In fabricating integrated circuit devices, one or more conductive layers, typically a metal such as aluminum or an aluminum alloy, is deposited and subsequently patterned to provide contacts and/or interconnections between various circuit components. Such processing typically comprises depositing a photoresist on the metal layer, exposing the photoresist to a light pattern and then developing to form the pattern. The patterned photoresist is then employed as a mask through which the underlying metal layer is selectively etched, as by high density plasma etching employing a chlorine-containing gas. The remaining photoresist is then removed leaving the desired metal pattern typically comprising a plurality of closely spaced metal lines. Metal, such as aluminum, exhibits a high reflectivity. Accordingly, conventional practices comprise depositing an anti-reflective coating on the metal layer, prior to photolithographic processing. The anti-reflective coating, which typically comprises titanium nitride, reduces interference effects and diffuse scattering. See, for example, Abernathey et al., U.S. Pat. No. 5,219,788, wherein various conventional anti-reflective materials are disclosed.
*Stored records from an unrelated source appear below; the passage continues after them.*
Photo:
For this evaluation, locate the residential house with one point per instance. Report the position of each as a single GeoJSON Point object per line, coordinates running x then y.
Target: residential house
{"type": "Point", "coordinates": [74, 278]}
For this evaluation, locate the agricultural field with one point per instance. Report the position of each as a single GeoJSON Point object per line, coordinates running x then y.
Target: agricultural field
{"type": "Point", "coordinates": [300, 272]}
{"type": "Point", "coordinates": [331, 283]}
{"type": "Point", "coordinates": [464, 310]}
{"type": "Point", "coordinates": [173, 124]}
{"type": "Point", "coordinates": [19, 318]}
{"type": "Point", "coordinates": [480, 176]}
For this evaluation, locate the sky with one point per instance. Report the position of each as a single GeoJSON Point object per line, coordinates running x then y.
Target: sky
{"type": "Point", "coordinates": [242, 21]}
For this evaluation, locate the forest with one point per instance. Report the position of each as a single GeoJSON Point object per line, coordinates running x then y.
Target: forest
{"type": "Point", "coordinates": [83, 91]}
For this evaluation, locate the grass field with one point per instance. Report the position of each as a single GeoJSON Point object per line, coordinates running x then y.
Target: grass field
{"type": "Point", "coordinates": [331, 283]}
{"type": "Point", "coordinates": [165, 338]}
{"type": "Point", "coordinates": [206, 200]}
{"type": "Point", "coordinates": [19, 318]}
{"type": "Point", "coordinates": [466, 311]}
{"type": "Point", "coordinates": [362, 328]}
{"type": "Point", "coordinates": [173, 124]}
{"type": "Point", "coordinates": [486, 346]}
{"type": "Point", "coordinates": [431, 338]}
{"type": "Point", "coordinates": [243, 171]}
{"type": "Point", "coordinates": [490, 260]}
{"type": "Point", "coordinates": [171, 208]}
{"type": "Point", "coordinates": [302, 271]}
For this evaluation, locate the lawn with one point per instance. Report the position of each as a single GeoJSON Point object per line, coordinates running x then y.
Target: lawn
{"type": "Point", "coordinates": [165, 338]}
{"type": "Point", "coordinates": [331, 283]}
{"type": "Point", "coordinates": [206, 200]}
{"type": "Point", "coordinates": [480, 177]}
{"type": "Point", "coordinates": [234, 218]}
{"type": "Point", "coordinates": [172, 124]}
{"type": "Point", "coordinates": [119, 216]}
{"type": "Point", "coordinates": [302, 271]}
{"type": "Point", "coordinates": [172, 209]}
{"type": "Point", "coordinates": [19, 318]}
A conventional method of forming a conductive metal pattern is disclosed in Arnold, III et al., U.S. Pat. No. 4,820,611 and comprises, as shown in FIG. 1A, depositing metal layer 12, such as aluminum or an aluminum alloy, on a portion of an integrated circuit 10, and depositing an anti-reflective coating 16, notably titanium nitride, on metal layer 12. A photoresist layer 14 is formed on anti-reflective layer 16. A mask 20 containing light apertures 22 is positioned over photoresist layer 14. Light rays, indicated by arrows 18, are passed through apertures 22 exposing selected areas of photoresist layer 14. After development, the exposed areas of photoresist layer 14 and the underlying portions of anti-reflective layer 16 are removed as shown in FIG. 1B. Subsequently, metal layer 12 is etched to form a conductive pattern, such as an interconnect pattern, and photoresist mask 14 removed, as depicted in FIG. 1C. Anti-reflective coating 16 on the remaining metal pattern 12 can be retained or removed.
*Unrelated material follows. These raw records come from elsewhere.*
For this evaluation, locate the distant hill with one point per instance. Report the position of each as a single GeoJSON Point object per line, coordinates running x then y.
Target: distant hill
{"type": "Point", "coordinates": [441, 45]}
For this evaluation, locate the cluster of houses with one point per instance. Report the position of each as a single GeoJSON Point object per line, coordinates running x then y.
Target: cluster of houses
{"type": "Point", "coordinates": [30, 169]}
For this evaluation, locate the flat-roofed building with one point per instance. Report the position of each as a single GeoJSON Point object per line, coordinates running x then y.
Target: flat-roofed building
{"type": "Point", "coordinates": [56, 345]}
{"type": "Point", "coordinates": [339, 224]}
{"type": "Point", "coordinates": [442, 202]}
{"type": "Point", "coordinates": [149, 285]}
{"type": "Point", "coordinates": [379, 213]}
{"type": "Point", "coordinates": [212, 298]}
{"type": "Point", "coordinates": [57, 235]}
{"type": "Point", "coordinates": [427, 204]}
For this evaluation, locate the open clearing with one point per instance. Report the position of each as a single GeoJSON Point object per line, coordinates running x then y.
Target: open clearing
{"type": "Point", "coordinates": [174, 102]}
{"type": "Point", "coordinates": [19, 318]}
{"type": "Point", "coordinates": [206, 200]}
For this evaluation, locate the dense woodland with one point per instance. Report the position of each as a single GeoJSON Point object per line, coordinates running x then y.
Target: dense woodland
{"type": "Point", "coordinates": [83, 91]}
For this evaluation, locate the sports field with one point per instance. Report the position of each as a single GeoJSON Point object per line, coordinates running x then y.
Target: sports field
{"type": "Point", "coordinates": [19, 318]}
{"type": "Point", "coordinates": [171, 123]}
Conventional practices consistently comprise the deposition of an anti-reflective coating comprising a material which is dissimilar to the material of the underlying conductive layer on which the anti-reflective coating is deposited. The use of an anti-reflective layer comprising a material different from the material of the conductive layer disadvantageously involves costly processing in terms of additional materials, manipulative steps, equipment and production time. In fact, in a physical vapor deposition system, titanium nitride deposition is the rate limiting step.
Moreover, the ever increasing demands for semiconductor devices containing conductive patterns having increasingly narrower line widths and increasingly narrower interwiring spacings therebetween generate acute problems with respect to current photolithographic capabilities. Such demands for increased miniaturization necessitate the use of deep UV photo-imaging or image-developing operations requiring photoresist materials which are incompatible with titanium nitride. For example, Abernathey et al. provide a barrier layer of silicon on a titanium nitride anti-reflective coating to avoid the generation of defects attendant upon depositing an acid-catalyzed photoresist on a titanium nitride anti-reflective layer.
Accordingly, there exists a need for photolithographic technology which avoids the use of an anti-reflective film of a material different from that of the underlying conductive layer while satisfying the demands for increasingly smaller conductive line widths and smaller interwiring spacings.